Organic cattle farmer Ann Blundy

South Gippsland farmer Ann Blundy is a successful example of organic farming, after switching to the practice 18 years ago. Picture: David Geraghty. Source: The Australian

ORGANIC farming can be less effective at protecting wildlife than intensive methods, according to research that undermines its claim to be the most environmentally friendly form of agriculture.

Farming systems such as organic that seek to share land between crops and wildlife inflict greater damage on biodiversity than conventional approaches that maximise crop yields, a major study has revealed.

Such “land-sharing” methods typically deliver lower yields than intensive farming and they require much more land to produce the same amount of food, scientists at the University of Cambridge and the Royal Society for the Protection of Birds found. This means that important wilderness habitats must be destroyed to create extra farmland, which easily outweighs any small benefits of making fields friendlier to wildlife.

The research, conducted in Ghana and India, found that most species of birds and trees, common or rare, would have higher populations if farms were kept as small as possible and managed to produce maximum yields. This strategy must be combined with measures to protect wilderness habitats.
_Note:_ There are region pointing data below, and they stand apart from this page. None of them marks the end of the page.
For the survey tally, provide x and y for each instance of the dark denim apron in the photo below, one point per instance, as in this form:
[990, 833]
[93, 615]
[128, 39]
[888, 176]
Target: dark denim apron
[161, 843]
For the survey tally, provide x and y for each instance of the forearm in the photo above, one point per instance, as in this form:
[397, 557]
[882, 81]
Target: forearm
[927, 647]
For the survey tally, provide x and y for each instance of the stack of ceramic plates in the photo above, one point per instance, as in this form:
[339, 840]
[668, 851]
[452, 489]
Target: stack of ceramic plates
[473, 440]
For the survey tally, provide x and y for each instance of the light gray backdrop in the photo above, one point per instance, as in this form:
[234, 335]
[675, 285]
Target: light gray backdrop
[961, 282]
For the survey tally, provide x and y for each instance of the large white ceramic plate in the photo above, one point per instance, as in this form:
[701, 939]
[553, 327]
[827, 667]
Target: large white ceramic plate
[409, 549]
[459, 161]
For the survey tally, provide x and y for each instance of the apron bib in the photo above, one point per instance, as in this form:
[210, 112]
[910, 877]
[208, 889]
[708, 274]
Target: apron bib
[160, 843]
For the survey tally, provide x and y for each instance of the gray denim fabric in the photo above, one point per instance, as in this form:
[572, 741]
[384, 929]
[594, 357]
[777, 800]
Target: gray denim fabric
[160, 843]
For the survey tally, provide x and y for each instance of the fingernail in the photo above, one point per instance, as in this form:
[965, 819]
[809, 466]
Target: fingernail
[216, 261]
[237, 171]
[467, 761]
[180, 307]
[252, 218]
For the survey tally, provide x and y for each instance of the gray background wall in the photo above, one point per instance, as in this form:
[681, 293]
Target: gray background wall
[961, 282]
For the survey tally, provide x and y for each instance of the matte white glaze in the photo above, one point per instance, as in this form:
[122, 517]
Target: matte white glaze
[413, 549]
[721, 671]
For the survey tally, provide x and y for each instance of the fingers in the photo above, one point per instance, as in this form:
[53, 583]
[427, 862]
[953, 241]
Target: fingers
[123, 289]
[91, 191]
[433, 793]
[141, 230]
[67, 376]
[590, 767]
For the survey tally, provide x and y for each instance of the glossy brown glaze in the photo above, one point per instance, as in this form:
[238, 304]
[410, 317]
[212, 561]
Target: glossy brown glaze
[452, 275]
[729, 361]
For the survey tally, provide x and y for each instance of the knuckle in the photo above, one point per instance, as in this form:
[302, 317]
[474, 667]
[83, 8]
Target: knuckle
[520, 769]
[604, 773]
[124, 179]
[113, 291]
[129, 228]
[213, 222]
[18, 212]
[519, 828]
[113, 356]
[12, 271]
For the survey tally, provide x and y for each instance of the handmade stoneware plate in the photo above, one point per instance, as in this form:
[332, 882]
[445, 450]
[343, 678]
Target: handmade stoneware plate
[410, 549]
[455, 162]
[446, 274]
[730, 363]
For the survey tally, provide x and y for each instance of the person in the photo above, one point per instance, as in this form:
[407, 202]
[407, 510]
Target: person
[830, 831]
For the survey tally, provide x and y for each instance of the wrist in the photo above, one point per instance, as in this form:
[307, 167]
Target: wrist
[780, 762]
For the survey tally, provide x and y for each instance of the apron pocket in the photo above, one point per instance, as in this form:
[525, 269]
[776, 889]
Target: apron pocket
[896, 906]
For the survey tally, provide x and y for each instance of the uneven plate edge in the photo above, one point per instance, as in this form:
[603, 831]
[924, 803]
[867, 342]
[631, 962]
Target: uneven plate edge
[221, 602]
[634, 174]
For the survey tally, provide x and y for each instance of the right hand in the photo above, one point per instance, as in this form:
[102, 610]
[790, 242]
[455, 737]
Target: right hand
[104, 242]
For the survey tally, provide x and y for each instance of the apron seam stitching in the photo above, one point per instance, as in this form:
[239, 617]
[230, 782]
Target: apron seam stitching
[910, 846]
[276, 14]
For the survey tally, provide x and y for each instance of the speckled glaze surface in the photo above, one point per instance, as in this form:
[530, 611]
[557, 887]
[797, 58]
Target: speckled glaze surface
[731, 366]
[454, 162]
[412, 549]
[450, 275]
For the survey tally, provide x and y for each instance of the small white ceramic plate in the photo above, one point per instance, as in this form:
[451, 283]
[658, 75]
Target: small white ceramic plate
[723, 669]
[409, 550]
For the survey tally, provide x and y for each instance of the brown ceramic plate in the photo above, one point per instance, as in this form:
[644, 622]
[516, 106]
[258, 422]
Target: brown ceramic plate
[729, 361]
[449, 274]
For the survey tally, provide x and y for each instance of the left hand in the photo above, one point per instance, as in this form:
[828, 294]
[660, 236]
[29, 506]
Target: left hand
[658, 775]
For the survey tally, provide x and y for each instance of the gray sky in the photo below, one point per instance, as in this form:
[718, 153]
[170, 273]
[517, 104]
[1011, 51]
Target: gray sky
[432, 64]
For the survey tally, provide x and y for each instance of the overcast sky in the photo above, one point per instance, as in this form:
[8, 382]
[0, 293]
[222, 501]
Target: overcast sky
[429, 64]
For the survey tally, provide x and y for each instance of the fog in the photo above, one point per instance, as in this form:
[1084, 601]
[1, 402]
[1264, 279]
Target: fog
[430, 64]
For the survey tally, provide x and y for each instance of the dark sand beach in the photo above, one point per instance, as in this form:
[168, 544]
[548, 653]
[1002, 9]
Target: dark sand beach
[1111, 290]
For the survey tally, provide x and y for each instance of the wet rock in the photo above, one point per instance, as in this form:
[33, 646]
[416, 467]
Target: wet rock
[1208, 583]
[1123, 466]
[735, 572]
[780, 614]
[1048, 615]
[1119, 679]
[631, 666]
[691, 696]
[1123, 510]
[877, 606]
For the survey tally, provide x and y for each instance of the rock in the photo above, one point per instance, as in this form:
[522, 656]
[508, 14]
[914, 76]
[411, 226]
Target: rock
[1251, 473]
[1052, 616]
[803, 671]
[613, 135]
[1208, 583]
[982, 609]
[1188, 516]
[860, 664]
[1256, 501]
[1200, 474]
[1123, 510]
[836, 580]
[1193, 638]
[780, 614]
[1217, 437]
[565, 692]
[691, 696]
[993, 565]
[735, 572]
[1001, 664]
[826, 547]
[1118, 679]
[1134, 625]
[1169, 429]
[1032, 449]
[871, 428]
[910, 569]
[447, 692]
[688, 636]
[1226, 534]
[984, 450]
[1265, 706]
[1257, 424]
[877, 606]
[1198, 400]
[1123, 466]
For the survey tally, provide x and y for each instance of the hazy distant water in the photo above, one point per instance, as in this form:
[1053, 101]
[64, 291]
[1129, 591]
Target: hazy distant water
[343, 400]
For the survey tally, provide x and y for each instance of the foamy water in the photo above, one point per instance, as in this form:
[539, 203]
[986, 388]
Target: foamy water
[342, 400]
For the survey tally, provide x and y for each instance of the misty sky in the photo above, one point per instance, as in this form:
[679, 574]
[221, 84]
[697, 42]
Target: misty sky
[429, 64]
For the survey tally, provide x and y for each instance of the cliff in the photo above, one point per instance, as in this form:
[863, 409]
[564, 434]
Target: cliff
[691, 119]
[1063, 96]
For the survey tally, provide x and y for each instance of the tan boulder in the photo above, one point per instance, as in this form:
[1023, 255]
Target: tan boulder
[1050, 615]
Scientists behind the study, which is published in the journal Science, said that organic farming can play a part in land-sparing, provided it generates high yields. They also warned that the findings may not apply to different parts of the world, and they have begun new research in Poland to evaluate European conditions.

The findings, however, question claims that the organic method is the most sustainable approach to farming, and that intensive systems are bad for biodiversity.

“Environmental benefit has been one of the selling points of organic farming, but frequently what we see is lower yields, and benefits for wildlife that are not that great,” said Ben Phalan, who led the Ghanaian study.

“It sells the message that you can do both conservation and food production together, that they can co-exist. But our research would suggest that this is probably optimistic and might be wishful thinking.”

His colleague Malvika Onial, who led the Indian research, said: “It would be nice to think that we could conserve species and produce lots of food, all on the same land. But our data from Ghana and India show that’s not the best option for most species.”

The findings could also have implications for European Union agricultural policies.

Martin Harper, conservation director of the RSPB, said: “The European Commission is proposing to rebrand a third of farm subsidies in Europe as green payments. This paper in Science suggests that unless the proposed green measures really deliver significant and lasting environmental benefits it would be better to use this money directly on nature reserves and saving threatened species.”

He added, however, that there was still a strong case that resources should be used to help farmers make space for wildlife in all farmed countryside: “Agri-environment schemes have a good track record in saving farmland birds like the corncrake and cirl bunting and have the potential to reverse the decline of the skylark.”